Eric has you covered with some great tips and a demonstration on how to use the winch in a safe way. A winch isn’t like bolting on a new grab handle accessory and calling it done. A winch might actually save your life one day on the trail, so it’s important you have at least a basic understanding on how to use it.
Picking out the best winch for your Jeep based on the way you trail can be somewhat complicated. But once you’ve chosen the one that’s going to be perfect on your ride, the next step is to get it home and installed. Hopefully, you’ve got a few Jeep buddies to help with that.
Once the winch is in place, the question becomes: what’s the best way to use this new tool? Eric has you covered with some great tips and a demonstration on how to use the winch in a safe way. A winch isn’t like bolting on a new grab handle accessory and calling it done. A winch might actually save your life one day on the trail, so it’s important you have at least a basic understanding on how to use it.
Don’t worry though, this demonstration is easy to master. We don’t expect you to fire up and join the next Camel Pro Offroad series in the dense jungles of South America. But you can recover your Jeep, and maybe a friend’s Jeep out of a tricky situation.
Jeep Winch Basics
There are two kinds of winches you will hear about. A hydraulic winch, that runs off the power steering system in some way, and an electric winch. The electric winches are the more common ones. Hydraulic winches traditionally don’t work unless the engine is running. So if you’re stalled, or deep in the water with a dead engine, the winch won’t be much use. The higher-end electric winches will work under water too (as long as your battery has power).

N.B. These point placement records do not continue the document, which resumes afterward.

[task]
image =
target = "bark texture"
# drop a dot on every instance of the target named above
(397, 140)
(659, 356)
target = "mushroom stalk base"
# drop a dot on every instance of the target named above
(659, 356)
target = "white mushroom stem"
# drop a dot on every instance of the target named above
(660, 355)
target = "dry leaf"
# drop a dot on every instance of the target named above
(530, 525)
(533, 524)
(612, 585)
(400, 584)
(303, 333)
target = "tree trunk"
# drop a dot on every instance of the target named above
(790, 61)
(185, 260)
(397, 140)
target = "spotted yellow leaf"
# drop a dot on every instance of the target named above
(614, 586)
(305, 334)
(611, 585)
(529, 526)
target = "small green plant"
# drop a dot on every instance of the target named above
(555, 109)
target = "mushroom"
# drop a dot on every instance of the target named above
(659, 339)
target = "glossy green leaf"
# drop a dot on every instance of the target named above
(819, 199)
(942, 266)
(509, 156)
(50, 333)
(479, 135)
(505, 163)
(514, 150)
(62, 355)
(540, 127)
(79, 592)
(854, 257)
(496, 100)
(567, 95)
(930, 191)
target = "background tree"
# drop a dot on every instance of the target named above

All winches are basically the same most of the time, and share the same components. They will have steel cable or a synthetic rope on the drum. One end of the winch housing will feature an electric or hydraulic motor. The other end will have the gear casing, and a clutch actuator to engage the winch. It’s commonly a lever you pull up and/or twist to engage by hand.

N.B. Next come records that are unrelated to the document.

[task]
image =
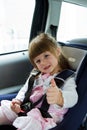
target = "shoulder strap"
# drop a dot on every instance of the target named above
(32, 77)
(59, 79)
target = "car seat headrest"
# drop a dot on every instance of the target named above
(74, 55)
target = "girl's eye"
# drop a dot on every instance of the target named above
(38, 61)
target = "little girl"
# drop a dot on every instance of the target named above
(47, 57)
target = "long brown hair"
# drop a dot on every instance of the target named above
(45, 42)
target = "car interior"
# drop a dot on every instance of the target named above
(15, 66)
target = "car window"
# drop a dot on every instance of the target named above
(73, 22)
(15, 24)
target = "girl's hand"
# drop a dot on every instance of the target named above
(54, 95)
(15, 105)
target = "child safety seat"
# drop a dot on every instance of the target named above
(76, 114)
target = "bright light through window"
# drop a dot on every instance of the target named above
(73, 22)
(15, 24)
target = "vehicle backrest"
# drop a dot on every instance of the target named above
(76, 114)
(74, 55)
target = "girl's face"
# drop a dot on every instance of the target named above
(46, 62)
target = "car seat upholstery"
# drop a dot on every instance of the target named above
(75, 115)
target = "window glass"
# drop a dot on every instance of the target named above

For an electric winch, you’ll usually see the solenoid box on top somewhere. This connects the battery to the electric motor in the winch. It also has the connections for the wired remote so you can operate the winch electronically, while standing a safe distance away.
Winching Tools and Safety
While winching, you should be wearing safety glasses. It’s also recommended you have a good set of gloves so you can handle the cable or rope on the winch. You’ll be spooling the rope/cable by hand, and the gloves will protect your fingers, and give you a better grip. This is especially important on cable lines, which can sometimes have frays that might tear up an unprotected hand.

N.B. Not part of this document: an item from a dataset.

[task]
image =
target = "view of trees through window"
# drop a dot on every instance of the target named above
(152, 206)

When recovering with a winch line that needs to be attached to a tree, always use a tree trunk protector. Many companies offer recovery bags for winching, and they come chocked full of useful gear and tools to make winching a quick and safer job.
Using Your Winch
When you’re ready to winch, check your surroundings. Be aware of how you will be winching and the best way to go about it safely. Then you can put the winch in free spool mode with the clutch actuator, and drag out some line.
Make sure there are no tools or gear on the hood or underfoot. Place them safely out of the way. Connect your remote up to the winch itself using the plug hookup on the winch's casing.
Using the remote, winch out the slack out of the line between the tree and your Jeep slowly. The line should be up off the ground. This is an appropriate time to add a winch line dampener. This safety device can help absorb any kinetic energy if by accident the cable or rope breaks. It’s also highly visible so others in the immediate area know there is a line being used and they should stay back.
Once you’re ready to start winching, make sure you are in a safe position. If winching downhill, you don’t want to be behind the vehicle. If facing a downhill slope, standing off to one side of the vehicle would be best. Most winch companies give you around 12 feet of wiring to the remote, so use as much as you can for safety. Double check your surroundings again. Now you’re ready to winch! Start slowly and spool in the line. If you close in on the winch dampener about halfway, you can stop winching, move the dampener up the rope/cable, and continue winching.